Premier volet de la suite d’expositions « Public Relations » à la galerie Public, les travaux de Elise Florenty et Jorinde Voigt présentent des surfaces de réflexion et/ou de projection dans l’univers quotidien des signes.

Une exposition résonnante et cohérente qui fonctionne par deux, à l’initiative de la commissaire berlinoise Anje Weitzel, invitée à Public, alors qu’Emilie Renard était invitée au Verein zur Forderung aktueller Kunst e.V. à Berlin.
De quoi être curieux des trois week-ends à suivre.

Jorinde Voigt, Give Me a Sign (extrait d’une chanson de la série Sans titre, série CD et dessins encadrés en CD cover)
Jorinde Voigt cherche le moyen de fournir des représentations du monde qui soient libérées des cadres réducteurs (par le résultat ou par le mode d’utilisation) des médiums habituels tels que la photographie ou la vidéo. Il s’agit pour elle de proposer une « Better Picture » de situations vécues (il n’y a pas vraiment d’équivalent à cette expression en français), un élargissement de notre champ habituel de représentation et de fait, de perception.

Pour « Public Relations », Jorinde Voigt montre des « partitions de situations » (Paris 1-12) : douze croquis aux allures de script dans lesquels les signes et courbes d’une grammaire personnelle recomposent des situations expérimentées dans des espaces publics parisiens.
Difficiles à « interpréter » pour le public profane, elles séduisent par leur poétique indépendante. Si ici les partitions ne seront, a priori, pas données à jouer, il est arrivé que Jorinde Voigt le fasse. Pour Indonesia, différents musiciens (mais ils auraient aussi pu être des vidéastes) ont interprété des partitions de situations vécues en Indonésie, faites de notes aussi diverses que des voitures passant sur l’échelle du temps, des journalistes au bas de l’hôtel, des accidents hier et les ignorances du présent. Le résultat est une écoute du monde complétée d’un nouveau souffle et, surtout, non asservie à des narrations formatées.

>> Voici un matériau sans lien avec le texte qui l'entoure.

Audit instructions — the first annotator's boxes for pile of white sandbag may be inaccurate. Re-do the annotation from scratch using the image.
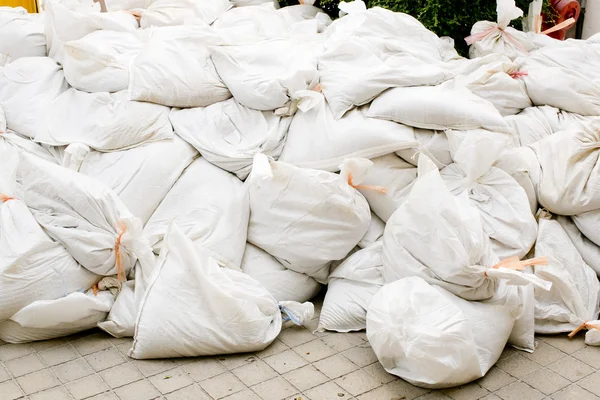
[2,0,600,389]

La deuxième pièce présentée (Sans titre, série CD et dessins encadrés en CD cover) fonctionne presque en négatif des partitions. Sur le mur, des lecteurs CD proposent quatre « tubes » (des chansons d’amour) en écoute individuelle. Sur le boîtier les titres, énigmatiques associations, invitent à recomposer pour soi des situations à partir de ces éléments (de l’après rasage, du coton, un homme blond, etc.). Et si l’on ne comprend pas l’allemand, le tête-à-tête avec un morceau très commercial n’est pas sans effet.

On passe de son anonymat et de l’anonymat des situations dans lesquels il nous est habituellement donné de l’entendre, à une appropriation personnelle de ces mêmes situations. Debout dans la galerie, comme assis sur un banc dans le parc, la love song diffusée au loin ne vient-elle pas s’intégrer à notre partition ? Un genre de solitude pop…

Elise Florenty
Ce n’est pas exactement de la solitude (extrait de 37s, The Other Way Round, 2004)
Sur le sol un moniteur vidéo (silencieux), pose une question difficile à entendre. Si tu fais – de bruit tu crois que je t’écoute + ? défile au dessus de visages et fragments de corps animés. Les dessins apparaissent, se soustraient, se superposent, comme des êtres cherchant une façon d’être présent et signifier quelque chose (regarde moi je vole), quand ils ne cherchent pas ensemble un point de contact (un baiser). Sur le mur un fragment de phrase, l’amorce du mot « corps », attendent d’être complétés par l’une des diapositives qui éclairent avec économie (parfois un dessin) la feuille sur le mur. Trois silhouettes placées devant un décor architectural catastrophique (un bateau échoué sur la rive d’une mégapole), se retrouvent à l’identique au ras du sol, sur le mur blanc (vide) de la galerie.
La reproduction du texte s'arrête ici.